Im Dienst des Diktators: Leben und Flucht eines nordkoreanischen Agenten
- Author: Ingrid Steiner-Gashi, Dardan Gashi
- Language: German
- Genre: Biography
- Publisher: Ueberreuter
- Publication date: March 2010
- Publication place: Austria
- Media type: Print
- Pages: 206
- ISBN: 3800074508

= Im Dienst des Diktators =

2010 book by Ingrid Steiner-Gashi and Dardan Gashi

Im Dienst des Diktators: Leben und Flucht eines nordkoreanischen Agenten (en: In the Dictator's Service: the Life and Flight of a North Korean Agent) is a biography of North Korean defector Kim Jong Ryul that reveals information on the luxurious lifestyle of North Korea's Eternal President Kim Il Sung and his son Kim Jong Il. Austrian journalists Ingrid Steiner-Gashi and Dardan Gashi authored the book, and Ueberreuter published it in March 2010.

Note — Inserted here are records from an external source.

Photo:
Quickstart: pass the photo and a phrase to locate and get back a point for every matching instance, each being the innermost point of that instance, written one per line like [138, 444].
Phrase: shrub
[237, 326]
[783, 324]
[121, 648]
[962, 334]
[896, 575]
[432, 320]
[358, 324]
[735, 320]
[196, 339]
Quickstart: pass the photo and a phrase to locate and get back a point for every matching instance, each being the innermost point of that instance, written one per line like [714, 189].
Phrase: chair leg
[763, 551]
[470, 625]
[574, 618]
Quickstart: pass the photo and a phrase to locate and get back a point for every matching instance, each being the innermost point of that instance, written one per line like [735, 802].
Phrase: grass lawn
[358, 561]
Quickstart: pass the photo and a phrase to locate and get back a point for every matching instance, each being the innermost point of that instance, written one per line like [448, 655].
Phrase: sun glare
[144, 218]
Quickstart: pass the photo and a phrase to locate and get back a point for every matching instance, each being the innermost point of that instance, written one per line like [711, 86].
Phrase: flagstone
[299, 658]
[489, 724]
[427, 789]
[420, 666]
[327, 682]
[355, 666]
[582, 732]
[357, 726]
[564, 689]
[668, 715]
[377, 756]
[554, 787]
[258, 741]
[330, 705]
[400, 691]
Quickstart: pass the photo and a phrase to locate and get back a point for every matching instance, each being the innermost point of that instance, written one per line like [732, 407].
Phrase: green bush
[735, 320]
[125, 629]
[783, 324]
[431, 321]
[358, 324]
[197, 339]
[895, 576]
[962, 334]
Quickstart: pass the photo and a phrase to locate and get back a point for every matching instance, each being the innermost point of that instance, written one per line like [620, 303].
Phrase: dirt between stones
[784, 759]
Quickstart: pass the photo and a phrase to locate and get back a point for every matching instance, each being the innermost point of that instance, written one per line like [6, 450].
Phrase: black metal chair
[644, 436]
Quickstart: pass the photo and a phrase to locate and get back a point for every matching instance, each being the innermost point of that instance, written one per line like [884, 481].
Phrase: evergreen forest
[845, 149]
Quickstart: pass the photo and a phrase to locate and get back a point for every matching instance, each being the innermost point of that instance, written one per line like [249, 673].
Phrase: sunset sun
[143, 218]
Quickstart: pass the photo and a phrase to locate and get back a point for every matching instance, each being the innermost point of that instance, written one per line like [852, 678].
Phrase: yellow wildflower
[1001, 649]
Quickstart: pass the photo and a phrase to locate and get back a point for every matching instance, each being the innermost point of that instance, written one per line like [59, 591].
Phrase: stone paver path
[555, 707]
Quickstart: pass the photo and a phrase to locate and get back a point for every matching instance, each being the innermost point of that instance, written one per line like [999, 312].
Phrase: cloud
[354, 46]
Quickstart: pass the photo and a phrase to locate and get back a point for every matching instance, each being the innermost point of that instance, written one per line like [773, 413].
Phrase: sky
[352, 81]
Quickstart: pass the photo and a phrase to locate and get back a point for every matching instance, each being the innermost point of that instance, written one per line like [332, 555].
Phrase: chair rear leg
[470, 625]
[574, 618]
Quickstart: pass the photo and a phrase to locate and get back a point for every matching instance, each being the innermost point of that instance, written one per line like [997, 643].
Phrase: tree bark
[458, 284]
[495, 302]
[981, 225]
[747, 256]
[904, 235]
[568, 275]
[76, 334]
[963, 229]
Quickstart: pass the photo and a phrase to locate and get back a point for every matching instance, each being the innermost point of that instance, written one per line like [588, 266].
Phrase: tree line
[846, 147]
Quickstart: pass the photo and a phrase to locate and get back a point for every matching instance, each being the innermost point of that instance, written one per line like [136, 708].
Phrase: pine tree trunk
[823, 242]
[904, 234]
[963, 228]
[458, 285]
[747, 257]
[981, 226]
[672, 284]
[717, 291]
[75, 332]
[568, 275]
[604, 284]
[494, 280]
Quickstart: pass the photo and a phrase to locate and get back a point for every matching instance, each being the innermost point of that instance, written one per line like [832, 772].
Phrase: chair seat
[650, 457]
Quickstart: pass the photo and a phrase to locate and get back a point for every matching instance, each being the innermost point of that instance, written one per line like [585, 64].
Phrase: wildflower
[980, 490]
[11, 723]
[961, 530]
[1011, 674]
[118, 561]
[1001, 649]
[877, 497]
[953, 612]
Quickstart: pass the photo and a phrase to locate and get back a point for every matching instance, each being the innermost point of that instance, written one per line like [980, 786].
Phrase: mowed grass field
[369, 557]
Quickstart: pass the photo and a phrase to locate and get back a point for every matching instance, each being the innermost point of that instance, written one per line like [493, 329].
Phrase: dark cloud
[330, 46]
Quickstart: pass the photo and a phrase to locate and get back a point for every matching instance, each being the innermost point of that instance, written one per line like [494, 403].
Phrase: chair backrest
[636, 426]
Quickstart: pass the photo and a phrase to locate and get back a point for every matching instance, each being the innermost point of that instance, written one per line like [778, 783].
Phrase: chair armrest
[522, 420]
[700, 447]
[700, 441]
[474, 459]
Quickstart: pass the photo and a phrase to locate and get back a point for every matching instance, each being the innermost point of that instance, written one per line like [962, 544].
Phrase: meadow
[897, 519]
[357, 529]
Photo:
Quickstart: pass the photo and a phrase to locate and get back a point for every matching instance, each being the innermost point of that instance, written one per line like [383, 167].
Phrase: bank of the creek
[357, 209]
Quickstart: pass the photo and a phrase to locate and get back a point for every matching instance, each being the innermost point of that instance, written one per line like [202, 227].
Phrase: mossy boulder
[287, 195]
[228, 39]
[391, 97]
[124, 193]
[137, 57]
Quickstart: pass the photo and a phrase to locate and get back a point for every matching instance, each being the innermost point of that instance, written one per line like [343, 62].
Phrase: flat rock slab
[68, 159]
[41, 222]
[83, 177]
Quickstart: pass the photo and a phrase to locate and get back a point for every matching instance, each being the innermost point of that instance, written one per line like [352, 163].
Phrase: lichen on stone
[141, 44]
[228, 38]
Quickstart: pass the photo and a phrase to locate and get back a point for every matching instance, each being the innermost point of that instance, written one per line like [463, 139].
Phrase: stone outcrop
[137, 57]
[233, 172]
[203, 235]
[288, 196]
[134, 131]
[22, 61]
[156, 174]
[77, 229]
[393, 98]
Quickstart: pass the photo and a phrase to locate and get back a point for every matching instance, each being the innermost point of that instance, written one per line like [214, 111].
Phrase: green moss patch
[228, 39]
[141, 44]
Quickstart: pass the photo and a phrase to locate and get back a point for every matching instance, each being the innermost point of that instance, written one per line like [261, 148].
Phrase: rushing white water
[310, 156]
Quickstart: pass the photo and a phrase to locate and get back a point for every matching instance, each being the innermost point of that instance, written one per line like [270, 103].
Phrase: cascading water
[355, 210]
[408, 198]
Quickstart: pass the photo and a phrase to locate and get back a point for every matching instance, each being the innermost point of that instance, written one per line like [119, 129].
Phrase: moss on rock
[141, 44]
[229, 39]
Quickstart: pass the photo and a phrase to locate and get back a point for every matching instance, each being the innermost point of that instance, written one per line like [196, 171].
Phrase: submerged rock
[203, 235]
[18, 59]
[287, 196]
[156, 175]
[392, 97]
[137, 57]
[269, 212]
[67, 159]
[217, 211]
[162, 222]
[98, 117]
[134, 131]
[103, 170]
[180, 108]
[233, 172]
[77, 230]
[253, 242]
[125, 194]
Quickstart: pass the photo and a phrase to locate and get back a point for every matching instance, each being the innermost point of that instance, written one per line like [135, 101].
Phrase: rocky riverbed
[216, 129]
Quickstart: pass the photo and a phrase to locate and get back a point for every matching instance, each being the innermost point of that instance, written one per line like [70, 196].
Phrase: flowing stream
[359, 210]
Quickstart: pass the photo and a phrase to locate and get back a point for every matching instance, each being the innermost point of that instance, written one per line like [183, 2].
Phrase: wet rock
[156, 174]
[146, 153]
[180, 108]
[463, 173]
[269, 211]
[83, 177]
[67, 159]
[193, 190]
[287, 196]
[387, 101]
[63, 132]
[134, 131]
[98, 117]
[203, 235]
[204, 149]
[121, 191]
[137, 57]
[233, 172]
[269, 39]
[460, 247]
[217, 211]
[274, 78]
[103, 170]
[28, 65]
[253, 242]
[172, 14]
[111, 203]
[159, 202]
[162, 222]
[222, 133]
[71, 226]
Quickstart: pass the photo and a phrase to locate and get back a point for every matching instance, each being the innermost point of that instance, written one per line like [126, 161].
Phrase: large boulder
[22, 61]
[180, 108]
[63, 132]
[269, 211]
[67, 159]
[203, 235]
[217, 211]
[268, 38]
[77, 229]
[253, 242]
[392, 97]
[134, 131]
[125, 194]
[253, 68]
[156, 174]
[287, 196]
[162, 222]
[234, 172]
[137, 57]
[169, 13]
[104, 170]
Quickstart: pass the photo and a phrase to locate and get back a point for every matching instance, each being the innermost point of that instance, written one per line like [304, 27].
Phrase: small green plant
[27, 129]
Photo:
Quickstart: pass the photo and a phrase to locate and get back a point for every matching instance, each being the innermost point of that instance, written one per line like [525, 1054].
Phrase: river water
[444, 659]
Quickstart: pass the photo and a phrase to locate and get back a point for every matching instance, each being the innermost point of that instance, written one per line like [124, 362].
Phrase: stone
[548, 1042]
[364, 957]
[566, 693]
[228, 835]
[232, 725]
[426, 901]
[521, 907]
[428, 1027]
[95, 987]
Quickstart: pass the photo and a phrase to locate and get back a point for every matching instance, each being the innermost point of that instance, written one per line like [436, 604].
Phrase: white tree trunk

In 2010, Kim Jong Ryul came out to share his experiences as a "shopper" for the North Korean elite after sixteen years of hiding in Austria. Although criticizing Kim Jong Il might endanger his life and his family, Kim Jong Ryul told the Associated Press, "Without this book, I didn't want to die. Now I can die with a clear conscience."

==Content==
Kim Jong Ryul spent around 20 years fulfilling the wishlists of North Korea's nomenklatura by purchasing and smuggling expensive goods into North Korea. Such items included silk wallpaper, gold-plated handguns, and luxury vehicles. He spent much time operating out of Vienna, Austria. Kim Jong Ryul served as a translator for a group of North Korean chefs instructed to "learn everything" about Austrian cuisine. Kim Jong Ryul and a group of engineers were also assigned to duplicate a Mercedes-Benz.